There were many things to think about. There was practically no soil at the farm- it was all clay and very boggy in places -in actual fact it was very marginal land. We didn't have a permanent water supply  and it was going to take some time before we would be producing anything -Luckily I still had my job at the school and I would be able to help full time for a little while as we moved while I was on school holidays.

Our 1st thoughts were to establish the new garden along the same lines as the previous one. That garden was designed along the lines of an Elliot Coleman garden. In this type of garden chickens are used inside an electric mesh fence to clear the beds for planting. But after they are finished and you move them on you have to reform the beds.

Mark and I had both previously read Linda Woodrow's book "The Permaculture Home Garden" but didn't even consider it for the farm as we were always going to do it in straight rows as we had done before until someone questioned us about it on a Permaculture Design Course that Mark was teaching, and we reread the book and thought that it would be just the thing for us. It still involved the use of chickens as before but the beds would be round and once the chooks were moved on you could plant straight into them No more forming up. But the benefits are so much more and involve so many interactions of the various elements of the garden that we are still discovering more, 5 yrs later.

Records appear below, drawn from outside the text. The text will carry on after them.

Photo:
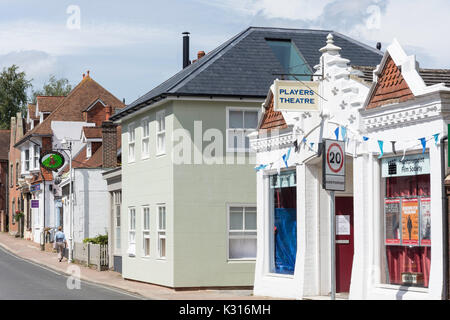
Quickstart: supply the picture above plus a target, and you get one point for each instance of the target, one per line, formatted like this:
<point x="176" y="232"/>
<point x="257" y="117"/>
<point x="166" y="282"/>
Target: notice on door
<point x="410" y="221"/>
<point x="425" y="230"/>
<point x="392" y="221"/>
<point x="343" y="225"/>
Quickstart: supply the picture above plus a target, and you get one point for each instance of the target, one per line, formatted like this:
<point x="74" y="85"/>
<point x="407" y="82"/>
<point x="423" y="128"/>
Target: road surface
<point x="24" y="280"/>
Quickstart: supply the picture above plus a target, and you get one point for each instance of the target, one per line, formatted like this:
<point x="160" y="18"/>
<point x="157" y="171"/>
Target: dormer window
<point x="89" y="150"/>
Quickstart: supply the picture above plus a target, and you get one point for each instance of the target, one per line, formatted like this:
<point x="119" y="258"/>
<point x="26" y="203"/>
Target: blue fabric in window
<point x="285" y="240"/>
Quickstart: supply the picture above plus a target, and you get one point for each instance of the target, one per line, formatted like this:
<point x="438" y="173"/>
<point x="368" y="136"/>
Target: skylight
<point x="290" y="59"/>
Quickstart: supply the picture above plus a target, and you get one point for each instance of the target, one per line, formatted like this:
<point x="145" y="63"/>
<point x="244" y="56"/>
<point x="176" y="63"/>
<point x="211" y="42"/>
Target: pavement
<point x="31" y="253"/>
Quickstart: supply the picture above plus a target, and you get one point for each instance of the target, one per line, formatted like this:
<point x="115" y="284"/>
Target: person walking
<point x="60" y="243"/>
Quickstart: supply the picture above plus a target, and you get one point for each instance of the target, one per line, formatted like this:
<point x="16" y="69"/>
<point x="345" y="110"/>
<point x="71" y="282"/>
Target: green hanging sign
<point x="52" y="160"/>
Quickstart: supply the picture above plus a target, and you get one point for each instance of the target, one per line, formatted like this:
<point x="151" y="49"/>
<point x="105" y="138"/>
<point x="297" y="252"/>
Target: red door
<point x="344" y="243"/>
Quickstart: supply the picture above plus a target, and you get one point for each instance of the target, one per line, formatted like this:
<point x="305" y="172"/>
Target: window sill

Our design differs to Linda's but we would certainly like to acknowledge her ideas. The design is based on mandalas. A mandala being a circle.Each mandala contains 7 circles within it and we have 7 mandalas ie 49 circles. The six outside circles of each mandala are for food production and the centre one contains a pond to attract beneficials  such as frogs, lizards and birds for pest control.

Each mandala is also surrounded by a number of fruit trees. Deciduous trees to the north so that they don't shade the garden in the winter and citrus to the south around the ponds.



We have built up the soil by continuously adding organic matter, mainly paddock slashings and we now have  a lovely rich friable soil in the oldest of the beds. We are now feeding 20 families a week with only half the beds in full production. By spring I would like to see that double.

A little look at what Mark has been up to today.


Rhonda commented that there should be more farms like ours around. Indeed it is our intention to set ourselves up as a model for periurban food production and encourage more people with a an acre or so of land to grow food to distribute.We run Permaculture course and reskilling workshops here on our farm. We open up our farm for farm tours one day a month most months. We run workshops for a local council( not our own unfortunately) on backyard food production and natural pest control.We see that the availability of food will prove to be one of the biggest challenges we will face in the not to distant future and would like to help people in learning how to grow their own.

And every morning Mark makes sour dough bread. We use freshly ground wholewheat biodynamic flour.


"Sponge" warming on the fire

Flour added

mixing in flour

Kneading
We wait for it to rise then pop it in the oven
Oops! I forgot to take a photo before we ate it for lunch.

1 comment:

  1. We have had a go at establishing mandalas a la Linda in NZ & Gembrook (Vic). At present on 2 acres at Willow Tree & just stated on the other day. They are an incredible idea.